Hannah Malcolm writes and campaigns around the subject of climate justice and the Church. She is training for ministry in the Church of England and writing a PhD on a political theology of climate and ecological grief. She edited the new SCM Press collection Words for a Dying World: Stories of Grief and Courage from the Global Church (2020).
Shilpita is an environmental economist and focuses on climate resilience and sustainable cities. She is passionate about linking faith and climate justice and getting young people and the private sector involved in climate action. She is an active member of the Young Christian Climate Network (YCCN) and serves in the student ministry of her church in London. Originally from India, Shilpita grew up in Sri Lanka, Jordan and Thailand before moving to the UK. She holds a BA in Land Economy from the University of Cambridge and an MSc in Environmental Economics and Climate Change from the London School of Economics.
David spent most of his working life in educational publishing and was a director for nearly twenty years before taking early retirement in 2001. He is married with four grown-up children and was chair of governors of their local primary school for many years.
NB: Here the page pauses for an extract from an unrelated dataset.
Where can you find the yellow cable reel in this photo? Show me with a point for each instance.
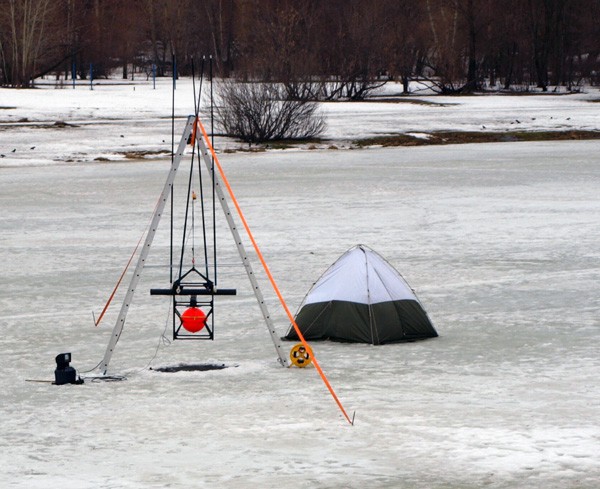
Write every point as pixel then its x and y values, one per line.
pixel 300 355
In recent times he has been Finance Manager of his local church and was a founder member and chair of the Green Christian Milton Keynes local group which continued to meet until 2018.
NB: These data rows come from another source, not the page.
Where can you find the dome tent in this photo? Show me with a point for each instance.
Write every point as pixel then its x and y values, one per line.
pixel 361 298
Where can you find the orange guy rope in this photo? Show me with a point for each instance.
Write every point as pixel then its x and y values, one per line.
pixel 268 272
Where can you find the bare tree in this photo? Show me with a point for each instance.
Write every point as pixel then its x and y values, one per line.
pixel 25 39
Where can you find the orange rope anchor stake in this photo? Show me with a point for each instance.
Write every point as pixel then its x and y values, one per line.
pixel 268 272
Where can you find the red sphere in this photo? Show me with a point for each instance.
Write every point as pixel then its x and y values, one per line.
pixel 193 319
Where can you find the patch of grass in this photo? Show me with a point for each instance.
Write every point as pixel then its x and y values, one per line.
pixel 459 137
David has been the Treasurer of Operation Noah since March 2018.
Martin is a Salesian of Don Bosco, a Roman Catholic religious order specialising in youth ministry. He is a Senior Lecturer in Theology at the University of Roehampton, and specialises in theology of creation. Martin combines the theoretical focus of his research and teaching work with various forms of practical action in Justice, Peace and the Integrity of Creation, particularly with young adults. He is interested in the encounter between science and faith, and is Chair of the liveSimply coordinating group in England and Wales. In his spare time he is also a singer-songwriter.
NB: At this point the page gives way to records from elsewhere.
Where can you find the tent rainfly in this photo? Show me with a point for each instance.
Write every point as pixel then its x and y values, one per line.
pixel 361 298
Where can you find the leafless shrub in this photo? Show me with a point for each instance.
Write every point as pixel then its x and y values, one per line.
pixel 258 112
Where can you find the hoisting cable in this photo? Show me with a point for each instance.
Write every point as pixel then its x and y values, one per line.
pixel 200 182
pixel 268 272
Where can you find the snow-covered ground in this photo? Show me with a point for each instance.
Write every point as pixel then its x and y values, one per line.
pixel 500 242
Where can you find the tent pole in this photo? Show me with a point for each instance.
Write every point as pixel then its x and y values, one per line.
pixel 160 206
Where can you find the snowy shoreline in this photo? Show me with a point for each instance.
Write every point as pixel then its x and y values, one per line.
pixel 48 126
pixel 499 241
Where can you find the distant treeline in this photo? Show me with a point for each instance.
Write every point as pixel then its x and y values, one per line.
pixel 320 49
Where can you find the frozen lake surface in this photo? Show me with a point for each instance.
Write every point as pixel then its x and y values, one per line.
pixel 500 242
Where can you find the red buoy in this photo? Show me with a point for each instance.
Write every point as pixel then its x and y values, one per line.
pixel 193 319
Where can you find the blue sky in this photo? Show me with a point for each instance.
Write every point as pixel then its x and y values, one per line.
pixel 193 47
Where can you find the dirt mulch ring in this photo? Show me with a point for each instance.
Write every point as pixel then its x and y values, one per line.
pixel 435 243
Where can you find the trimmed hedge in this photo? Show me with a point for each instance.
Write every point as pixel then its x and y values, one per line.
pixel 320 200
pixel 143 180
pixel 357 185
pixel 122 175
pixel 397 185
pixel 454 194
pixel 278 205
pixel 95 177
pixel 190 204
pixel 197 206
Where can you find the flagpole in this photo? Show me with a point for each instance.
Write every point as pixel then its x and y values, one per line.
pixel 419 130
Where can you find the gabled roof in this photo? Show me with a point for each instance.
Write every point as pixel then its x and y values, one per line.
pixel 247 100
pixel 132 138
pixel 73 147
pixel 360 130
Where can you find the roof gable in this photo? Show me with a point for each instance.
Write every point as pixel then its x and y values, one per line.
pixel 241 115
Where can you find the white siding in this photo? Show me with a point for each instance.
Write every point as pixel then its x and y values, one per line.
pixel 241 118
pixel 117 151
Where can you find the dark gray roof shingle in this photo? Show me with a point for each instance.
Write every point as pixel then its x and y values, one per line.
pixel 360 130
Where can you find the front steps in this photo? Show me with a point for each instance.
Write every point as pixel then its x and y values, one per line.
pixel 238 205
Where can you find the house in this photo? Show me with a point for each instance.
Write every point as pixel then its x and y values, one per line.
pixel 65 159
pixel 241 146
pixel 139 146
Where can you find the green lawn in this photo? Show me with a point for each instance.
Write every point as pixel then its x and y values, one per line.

Rachie has worked with excluded and challenging young people for 30 years, since studying at Manchester University and later London School of Theology. She is also a Therapeutic Coach which brings theology, behavioral change and life into sharp focus. She has been active in the climate scene for ten years, working with her local church to get Eco church interest and lifestyle change. She is a regular writer, preacher and motivational speaker on any platform that will have her! Her heart is for the church , both local and global, to lead the way on the needs of the earth and she loves resourcing, encouraging and galvanizing authentic living in this space. She is married with three nearly-adult children, and they live in NW London with Totem the dog. She is also an active member of Christian Climate Action.
Rachie is our designated safeguarding trustee.
Kevin was born in China and moved to UK in 2012 to pursue a doctorate at University of Manchester. Kevin was a participant in the Faith and Belief Forum’s PaliaMentors interfaith leadership programme. In 2018, he won 21 for 21 interfaith award, a joint project between the Church Times, Jewish News, British Muslim TV and Coexist House.
Kevin’s interest in climate change stemmed from PhD research, which was part of the Light Alloys Towards Environmentally Sustainable Transport EPSRC programme. This experience has equipped him with a good understanding into the climate change impact of material use.
Kevin is keen to explore how faith and science work together on climate change. He lives in South West London.